Sunday, November 3, 2013


So I have been absent from this blog lately. I have been processing many changes in my school district and limiting my writing to just my classroom blog where I could stay in my comfort zone. All of that began to change for me last Friday during our professional development day. As a staff we took a day long course on creativity that happened to be taught by our own Art teacher. It was a very inspiring day. It made me think a lot about the ways that I currently ask my students to be creative and how I can improve upon that. It was interesting to learn that there is a defined creative process.

The Creative Process
  • Observe and analyze
  • Generate and select
  • Discover and apply
  • Revise and refine
  • Apply and evaluate
What we ended up noticing and talking a lot about is how this process is basically the same process as the writing process, the problem solving process in math, the scientific method and the inquiry model. It is also similar to the process of using reading strategies that we teach readers who are just beginning to decode text. It is a way to describe many processes. It is all about thinking. I want to use this new knowledge to help my students begin to see at a much deeper level all of the cross-curricular connections. The creative process is a learning process and can be applied in many areas. If they learn the basic process using whatever labels are developmentally appropriate for them, my students will have learned how to learn. For me this is exciting and I can't wait to dig in.

The Creative Process in my Room Now
Currently we use this general process in all academic areas but it seems to stand out the most in our Writer's Workshop, Math Exchanges Workshops, Number Sense Workshops, various apps on our iPads (ShowMe, Tellagami, etc.) and in our Social Studies and Science Expeditions.  I have worked hard to add short times to our days where students can also use this process. One of these is the Build and Create Station. At this station, we rotate through collections of various building toys - blocks, gears, pattern blocks, dominoes, marble towers and a new version that we call a Maker Station. The Maker Station version of the Build and Create Station is when we gather lots and lots of recyclable materials and the students can make anything they want. It has been very popular.

New Challenge
The day ended with a challenge from our principal. She asked us to dive into the creative process ourselves as learners. She asked us to think about our "perfect" classroom and think about what we would see there. She challenged us to take one idea from this thinking and try to implement it using the creative process. She encouraged us to think big and be willing to fail and try again. Her question to us was, "What matters enough to me that I'm willing to fail while trying?" She also asked to let one thing go that is currently on our plate to make room for this new thing. I am now pondering what I will try.
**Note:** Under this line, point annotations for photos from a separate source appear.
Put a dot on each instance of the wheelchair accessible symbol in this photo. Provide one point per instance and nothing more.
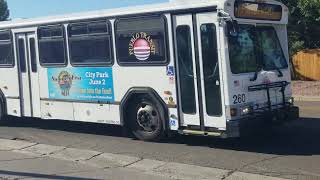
(170, 71)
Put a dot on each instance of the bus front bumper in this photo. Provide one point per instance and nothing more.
(258, 122)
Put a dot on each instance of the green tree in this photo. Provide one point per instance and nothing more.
(4, 11)
(304, 24)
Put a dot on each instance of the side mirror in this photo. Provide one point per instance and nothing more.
(232, 28)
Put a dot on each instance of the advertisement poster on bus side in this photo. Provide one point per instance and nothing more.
(84, 84)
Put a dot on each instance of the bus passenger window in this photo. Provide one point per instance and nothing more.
(52, 45)
(141, 41)
(90, 43)
(6, 51)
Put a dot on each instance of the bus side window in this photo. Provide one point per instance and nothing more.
(52, 49)
(141, 41)
(90, 43)
(6, 49)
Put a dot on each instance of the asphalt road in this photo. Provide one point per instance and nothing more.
(290, 151)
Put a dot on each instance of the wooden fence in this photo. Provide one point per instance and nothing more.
(307, 64)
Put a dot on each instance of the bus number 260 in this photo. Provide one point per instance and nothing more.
(238, 99)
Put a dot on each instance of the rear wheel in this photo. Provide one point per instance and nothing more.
(146, 119)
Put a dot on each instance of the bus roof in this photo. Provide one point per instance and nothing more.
(172, 6)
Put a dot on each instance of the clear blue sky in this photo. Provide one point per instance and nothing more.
(36, 8)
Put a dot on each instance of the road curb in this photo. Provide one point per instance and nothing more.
(101, 160)
(307, 98)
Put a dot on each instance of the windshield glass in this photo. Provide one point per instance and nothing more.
(242, 50)
(273, 57)
(254, 46)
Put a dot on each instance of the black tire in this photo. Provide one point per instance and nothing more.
(146, 119)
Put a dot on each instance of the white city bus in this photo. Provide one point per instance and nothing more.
(205, 67)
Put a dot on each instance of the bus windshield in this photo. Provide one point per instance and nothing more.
(255, 46)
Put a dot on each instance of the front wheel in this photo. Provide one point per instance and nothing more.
(146, 119)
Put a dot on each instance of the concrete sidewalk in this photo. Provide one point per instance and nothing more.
(25, 160)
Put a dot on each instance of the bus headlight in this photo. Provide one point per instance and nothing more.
(291, 100)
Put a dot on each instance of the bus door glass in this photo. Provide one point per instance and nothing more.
(198, 67)
(27, 55)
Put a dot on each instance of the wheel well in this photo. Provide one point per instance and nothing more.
(137, 92)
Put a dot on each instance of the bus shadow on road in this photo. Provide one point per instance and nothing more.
(300, 137)
(296, 138)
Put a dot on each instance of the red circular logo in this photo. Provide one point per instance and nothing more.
(142, 49)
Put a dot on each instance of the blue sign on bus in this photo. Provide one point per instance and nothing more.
(87, 84)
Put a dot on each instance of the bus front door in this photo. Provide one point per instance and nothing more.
(27, 56)
(198, 71)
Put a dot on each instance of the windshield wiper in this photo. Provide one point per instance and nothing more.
(278, 69)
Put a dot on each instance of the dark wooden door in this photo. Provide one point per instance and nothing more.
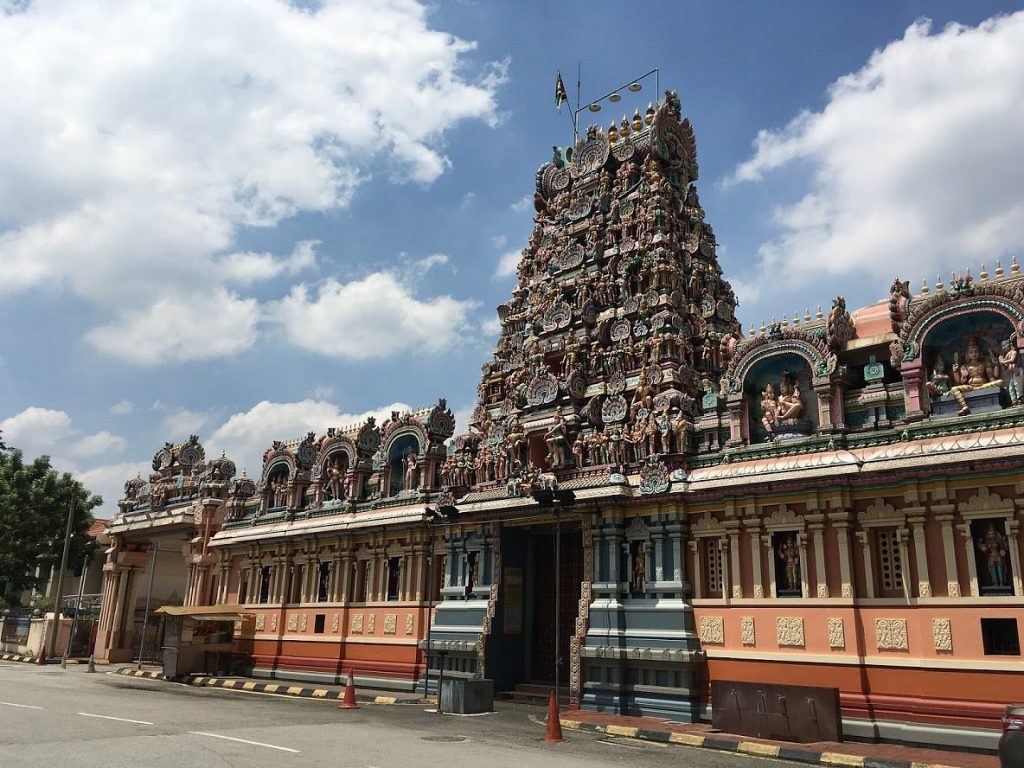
(542, 656)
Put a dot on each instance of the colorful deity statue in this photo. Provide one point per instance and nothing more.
(975, 373)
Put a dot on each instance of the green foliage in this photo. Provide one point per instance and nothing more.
(34, 504)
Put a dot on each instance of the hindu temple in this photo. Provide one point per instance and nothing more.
(650, 504)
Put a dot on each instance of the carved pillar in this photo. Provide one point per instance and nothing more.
(695, 549)
(816, 526)
(841, 522)
(864, 538)
(753, 526)
(915, 520)
(945, 519)
(734, 580)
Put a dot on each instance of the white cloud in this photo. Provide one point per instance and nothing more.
(373, 317)
(246, 435)
(508, 264)
(137, 140)
(914, 162)
(123, 408)
(523, 204)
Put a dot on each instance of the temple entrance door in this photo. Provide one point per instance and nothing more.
(542, 644)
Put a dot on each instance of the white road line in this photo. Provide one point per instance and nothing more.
(246, 741)
(122, 720)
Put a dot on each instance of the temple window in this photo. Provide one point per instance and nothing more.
(265, 572)
(890, 562)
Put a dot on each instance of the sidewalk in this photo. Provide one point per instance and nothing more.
(819, 753)
(249, 685)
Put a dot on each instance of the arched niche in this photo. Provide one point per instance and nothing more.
(779, 371)
(401, 450)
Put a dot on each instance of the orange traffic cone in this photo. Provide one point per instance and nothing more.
(348, 702)
(554, 732)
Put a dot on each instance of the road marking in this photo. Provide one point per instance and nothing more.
(246, 741)
(109, 717)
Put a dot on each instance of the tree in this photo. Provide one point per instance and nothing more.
(34, 504)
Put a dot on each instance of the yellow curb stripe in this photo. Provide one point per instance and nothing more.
(834, 758)
(622, 730)
(753, 748)
(690, 739)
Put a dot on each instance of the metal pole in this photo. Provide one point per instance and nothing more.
(51, 643)
(430, 609)
(78, 609)
(145, 615)
(558, 603)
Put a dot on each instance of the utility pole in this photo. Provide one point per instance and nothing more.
(51, 642)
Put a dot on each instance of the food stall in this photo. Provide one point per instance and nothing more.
(199, 638)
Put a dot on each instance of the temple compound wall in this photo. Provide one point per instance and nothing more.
(647, 500)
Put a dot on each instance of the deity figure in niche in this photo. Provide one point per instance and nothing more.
(938, 385)
(993, 546)
(638, 571)
(790, 404)
(555, 439)
(974, 373)
(334, 485)
(1014, 374)
(411, 462)
(769, 410)
(788, 553)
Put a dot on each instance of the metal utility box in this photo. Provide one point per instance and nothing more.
(467, 696)
(792, 713)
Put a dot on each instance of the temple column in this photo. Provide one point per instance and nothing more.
(697, 587)
(945, 519)
(754, 531)
(816, 526)
(735, 582)
(915, 519)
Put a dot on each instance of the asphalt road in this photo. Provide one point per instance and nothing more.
(54, 718)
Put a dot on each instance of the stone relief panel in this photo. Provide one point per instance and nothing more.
(747, 635)
(890, 634)
(712, 630)
(790, 631)
(837, 633)
(942, 635)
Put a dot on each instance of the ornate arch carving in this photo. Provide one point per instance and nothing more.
(811, 346)
(1006, 299)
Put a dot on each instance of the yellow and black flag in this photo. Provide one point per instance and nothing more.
(560, 97)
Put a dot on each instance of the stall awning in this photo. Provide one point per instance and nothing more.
(205, 612)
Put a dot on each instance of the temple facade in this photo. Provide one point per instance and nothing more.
(830, 499)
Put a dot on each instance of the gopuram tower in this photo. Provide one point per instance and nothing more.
(621, 321)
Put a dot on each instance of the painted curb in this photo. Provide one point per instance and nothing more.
(252, 686)
(808, 757)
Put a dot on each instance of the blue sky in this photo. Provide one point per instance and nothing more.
(247, 220)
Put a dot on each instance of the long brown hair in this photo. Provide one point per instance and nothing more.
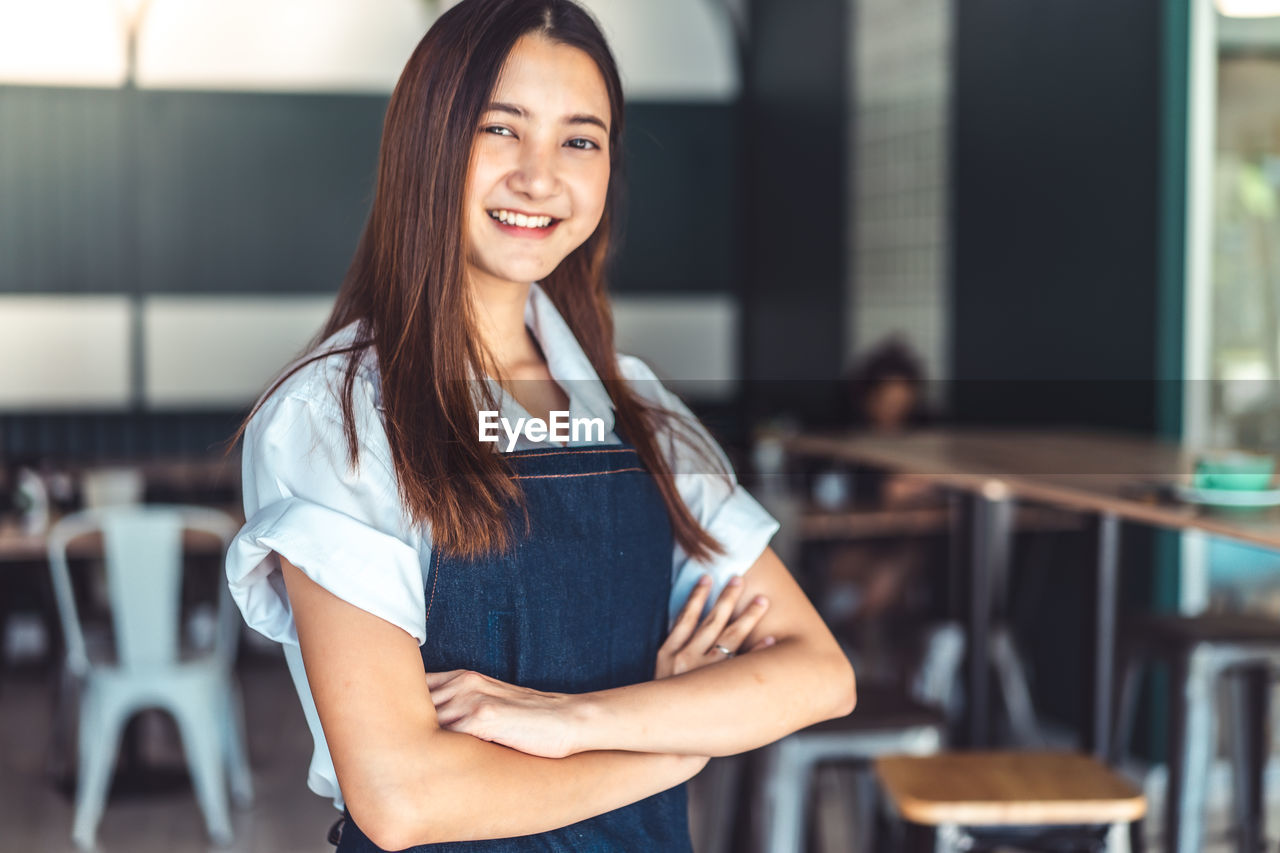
(406, 287)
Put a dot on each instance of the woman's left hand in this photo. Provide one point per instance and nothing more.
(531, 721)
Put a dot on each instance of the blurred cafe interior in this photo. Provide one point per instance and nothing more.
(982, 299)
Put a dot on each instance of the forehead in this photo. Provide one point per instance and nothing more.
(552, 81)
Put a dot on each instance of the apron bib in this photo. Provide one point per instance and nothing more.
(579, 605)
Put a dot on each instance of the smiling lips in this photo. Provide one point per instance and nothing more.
(524, 224)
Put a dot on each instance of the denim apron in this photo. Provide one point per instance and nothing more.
(579, 605)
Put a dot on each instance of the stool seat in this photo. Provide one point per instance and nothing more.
(1008, 789)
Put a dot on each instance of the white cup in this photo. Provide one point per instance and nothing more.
(112, 487)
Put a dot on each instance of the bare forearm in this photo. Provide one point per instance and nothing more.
(722, 710)
(467, 789)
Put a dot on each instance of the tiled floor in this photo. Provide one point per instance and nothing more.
(286, 816)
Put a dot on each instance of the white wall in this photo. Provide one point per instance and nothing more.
(666, 49)
(62, 352)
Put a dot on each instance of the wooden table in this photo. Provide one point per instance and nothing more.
(1110, 477)
(193, 477)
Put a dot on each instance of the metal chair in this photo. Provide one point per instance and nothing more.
(1205, 651)
(886, 721)
(142, 547)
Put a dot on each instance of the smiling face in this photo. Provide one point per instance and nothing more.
(539, 172)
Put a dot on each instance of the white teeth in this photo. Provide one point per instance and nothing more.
(520, 220)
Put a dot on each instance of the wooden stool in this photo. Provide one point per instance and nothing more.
(1031, 798)
(1239, 649)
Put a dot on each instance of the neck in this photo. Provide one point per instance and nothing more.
(499, 313)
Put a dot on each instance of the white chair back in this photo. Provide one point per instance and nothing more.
(144, 550)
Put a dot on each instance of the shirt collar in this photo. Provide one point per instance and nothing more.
(566, 361)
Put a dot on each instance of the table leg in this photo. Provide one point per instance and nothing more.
(991, 547)
(1105, 635)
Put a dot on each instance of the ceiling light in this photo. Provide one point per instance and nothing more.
(1249, 8)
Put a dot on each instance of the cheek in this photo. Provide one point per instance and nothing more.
(593, 194)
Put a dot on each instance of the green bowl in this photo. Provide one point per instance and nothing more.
(1238, 471)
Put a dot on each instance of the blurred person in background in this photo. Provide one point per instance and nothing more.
(506, 651)
(878, 582)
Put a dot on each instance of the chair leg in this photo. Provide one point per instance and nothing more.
(1127, 708)
(867, 807)
(100, 724)
(200, 742)
(1118, 839)
(1013, 687)
(782, 793)
(236, 748)
(1249, 688)
(1191, 749)
(60, 757)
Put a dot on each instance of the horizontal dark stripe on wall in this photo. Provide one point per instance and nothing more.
(110, 191)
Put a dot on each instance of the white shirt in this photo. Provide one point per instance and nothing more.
(350, 533)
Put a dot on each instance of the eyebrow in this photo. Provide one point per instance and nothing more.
(580, 118)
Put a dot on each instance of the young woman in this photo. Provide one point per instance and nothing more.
(506, 644)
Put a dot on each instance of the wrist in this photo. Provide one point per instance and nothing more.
(585, 714)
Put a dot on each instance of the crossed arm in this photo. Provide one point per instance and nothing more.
(461, 757)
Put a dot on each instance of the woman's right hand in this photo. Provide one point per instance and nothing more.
(693, 644)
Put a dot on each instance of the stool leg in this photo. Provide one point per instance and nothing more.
(1127, 708)
(1191, 749)
(949, 838)
(1249, 687)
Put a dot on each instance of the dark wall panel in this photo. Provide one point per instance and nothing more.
(257, 194)
(1056, 188)
(113, 191)
(684, 194)
(65, 218)
(798, 87)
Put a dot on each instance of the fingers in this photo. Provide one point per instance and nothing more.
(708, 633)
(736, 633)
(688, 619)
(439, 679)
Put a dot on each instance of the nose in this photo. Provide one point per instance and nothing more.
(535, 176)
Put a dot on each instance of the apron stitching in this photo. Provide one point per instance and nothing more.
(435, 576)
(539, 454)
(556, 477)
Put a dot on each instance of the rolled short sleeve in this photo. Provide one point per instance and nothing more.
(346, 529)
(712, 493)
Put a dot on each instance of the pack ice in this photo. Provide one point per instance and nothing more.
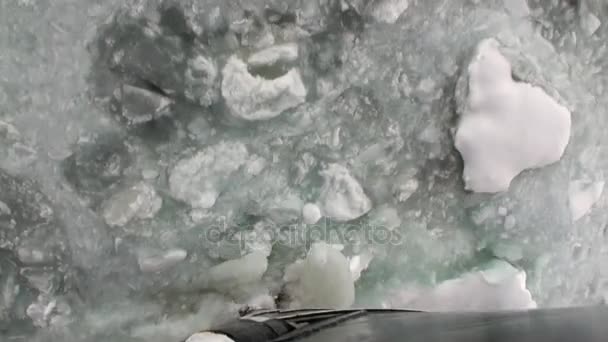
(507, 126)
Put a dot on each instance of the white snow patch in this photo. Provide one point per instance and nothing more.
(518, 8)
(161, 262)
(198, 180)
(140, 200)
(388, 11)
(590, 23)
(245, 270)
(582, 196)
(342, 197)
(358, 264)
(311, 213)
(322, 280)
(279, 53)
(500, 287)
(254, 98)
(508, 126)
(209, 337)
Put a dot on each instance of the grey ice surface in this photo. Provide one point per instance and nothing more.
(164, 162)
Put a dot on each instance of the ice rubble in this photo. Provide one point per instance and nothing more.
(508, 126)
(285, 53)
(388, 11)
(322, 280)
(499, 286)
(582, 196)
(158, 262)
(342, 198)
(254, 98)
(378, 104)
(208, 337)
(140, 200)
(198, 180)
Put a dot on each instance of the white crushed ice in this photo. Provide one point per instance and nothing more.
(590, 23)
(342, 198)
(582, 196)
(285, 53)
(161, 262)
(322, 280)
(140, 200)
(388, 11)
(311, 213)
(254, 98)
(508, 126)
(209, 337)
(518, 8)
(198, 180)
(245, 270)
(359, 263)
(498, 287)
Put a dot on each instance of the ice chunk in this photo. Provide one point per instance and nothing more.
(255, 98)
(285, 53)
(507, 126)
(198, 180)
(140, 105)
(209, 337)
(590, 23)
(201, 80)
(140, 200)
(517, 8)
(359, 263)
(161, 262)
(499, 287)
(311, 213)
(48, 311)
(582, 196)
(342, 197)
(388, 11)
(322, 280)
(245, 270)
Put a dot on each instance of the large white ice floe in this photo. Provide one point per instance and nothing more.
(500, 286)
(582, 196)
(507, 126)
(198, 180)
(255, 98)
(322, 280)
(388, 11)
(342, 198)
(140, 200)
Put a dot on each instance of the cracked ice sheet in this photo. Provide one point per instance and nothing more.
(500, 286)
(254, 98)
(507, 126)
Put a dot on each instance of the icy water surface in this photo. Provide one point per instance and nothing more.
(164, 164)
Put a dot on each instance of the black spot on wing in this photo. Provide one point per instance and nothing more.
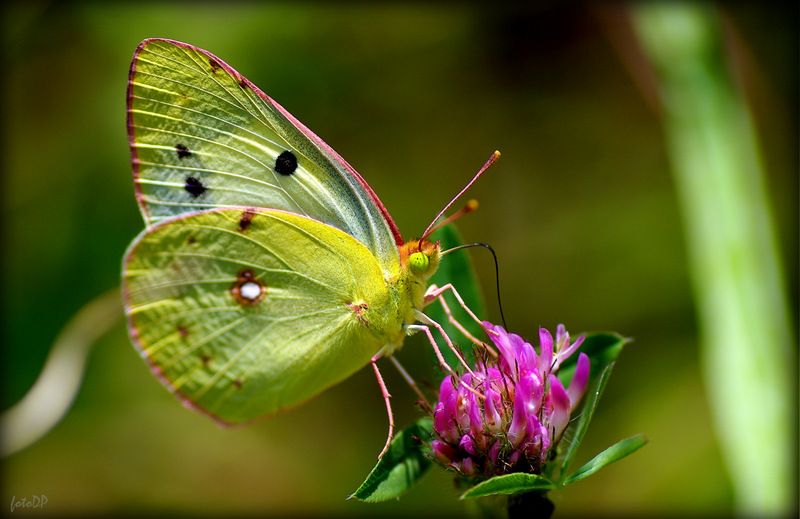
(286, 163)
(182, 151)
(194, 187)
(246, 219)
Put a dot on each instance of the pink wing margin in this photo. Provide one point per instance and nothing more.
(318, 143)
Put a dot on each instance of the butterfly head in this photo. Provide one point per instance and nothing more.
(420, 257)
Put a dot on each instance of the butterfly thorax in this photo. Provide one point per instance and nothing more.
(418, 262)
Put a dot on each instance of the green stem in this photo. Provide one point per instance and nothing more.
(746, 347)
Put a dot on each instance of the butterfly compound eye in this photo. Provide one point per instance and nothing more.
(419, 262)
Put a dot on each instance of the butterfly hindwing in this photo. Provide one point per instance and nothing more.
(245, 312)
(202, 136)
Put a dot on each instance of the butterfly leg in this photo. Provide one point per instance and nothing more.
(435, 293)
(386, 397)
(427, 329)
(410, 381)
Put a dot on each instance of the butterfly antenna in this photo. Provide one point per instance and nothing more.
(432, 227)
(496, 273)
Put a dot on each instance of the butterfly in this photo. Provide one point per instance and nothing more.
(268, 270)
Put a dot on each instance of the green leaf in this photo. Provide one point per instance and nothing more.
(456, 268)
(402, 465)
(616, 452)
(601, 348)
(592, 396)
(516, 483)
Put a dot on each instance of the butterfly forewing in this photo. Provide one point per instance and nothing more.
(202, 137)
(245, 313)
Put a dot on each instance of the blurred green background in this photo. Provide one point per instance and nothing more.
(581, 209)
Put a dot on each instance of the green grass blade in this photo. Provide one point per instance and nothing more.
(510, 484)
(614, 453)
(402, 465)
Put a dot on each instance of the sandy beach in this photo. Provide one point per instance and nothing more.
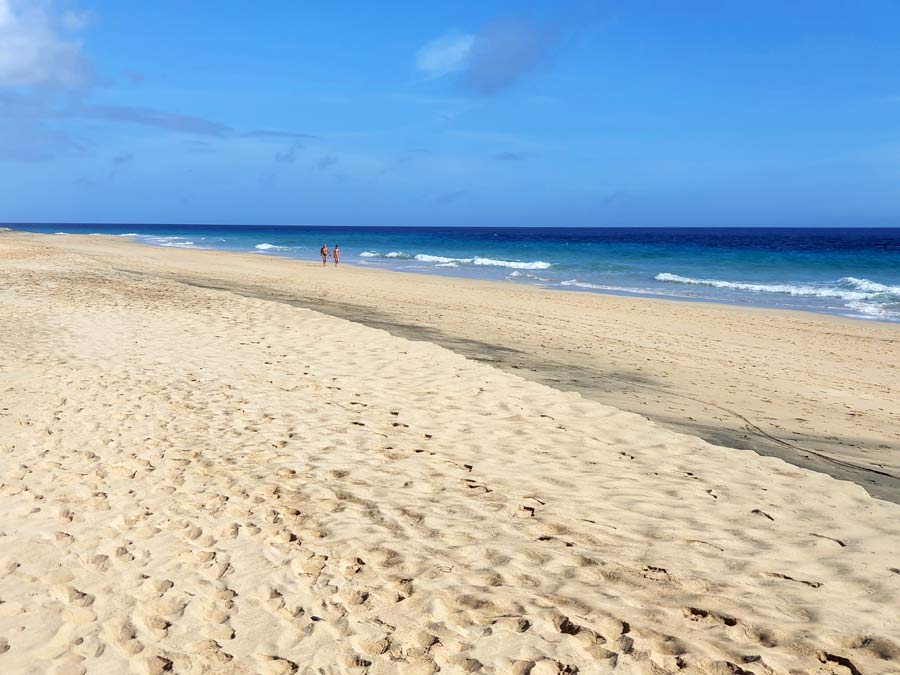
(205, 467)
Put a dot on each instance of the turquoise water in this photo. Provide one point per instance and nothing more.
(851, 272)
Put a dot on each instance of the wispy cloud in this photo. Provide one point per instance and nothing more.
(119, 162)
(289, 156)
(149, 117)
(450, 197)
(447, 54)
(37, 45)
(32, 140)
(511, 156)
(502, 53)
(269, 133)
(326, 162)
(490, 61)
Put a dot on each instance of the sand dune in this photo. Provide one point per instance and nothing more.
(820, 392)
(196, 481)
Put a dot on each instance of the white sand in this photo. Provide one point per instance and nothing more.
(201, 482)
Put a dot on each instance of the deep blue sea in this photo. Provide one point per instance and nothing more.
(850, 272)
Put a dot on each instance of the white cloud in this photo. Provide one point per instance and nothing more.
(447, 54)
(35, 48)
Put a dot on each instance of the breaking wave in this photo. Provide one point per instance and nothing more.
(445, 261)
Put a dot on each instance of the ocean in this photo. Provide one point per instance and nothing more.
(852, 272)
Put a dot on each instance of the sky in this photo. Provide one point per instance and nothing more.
(639, 113)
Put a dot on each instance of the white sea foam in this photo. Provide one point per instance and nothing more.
(516, 274)
(786, 289)
(583, 284)
(514, 264)
(424, 257)
(869, 310)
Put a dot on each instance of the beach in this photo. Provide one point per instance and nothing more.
(217, 462)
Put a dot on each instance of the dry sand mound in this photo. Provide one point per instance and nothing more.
(198, 482)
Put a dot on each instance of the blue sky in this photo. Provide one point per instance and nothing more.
(411, 113)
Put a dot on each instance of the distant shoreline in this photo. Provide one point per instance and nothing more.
(691, 272)
(734, 376)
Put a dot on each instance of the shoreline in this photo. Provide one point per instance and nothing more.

I know that I am excited to try something new - I just have to choose one thing. So I would like to throw this question out to you. What would you try? How would you choose? What matters enough to you? I really want to know.


  1. Because I'm an artist, I'm always trying new art forms. What troubles me in schools is that kids most often focus on trying to get the "right answer" (and bless their hearts--they're trying to do the right thing.) But in creativity, we need to value the process of *being creative* as the goal above "getting it right." Because, let's face it, it's in the trying something new--thinking outside the box--and not really knowing if it will work or not that drives creativity. Going down the known path tends to lead us most often to the "right answer." Those things can sometimes be opposite things.

  2. I love the ‘build and create’ station! Will definitely pass that on to some teachers I know.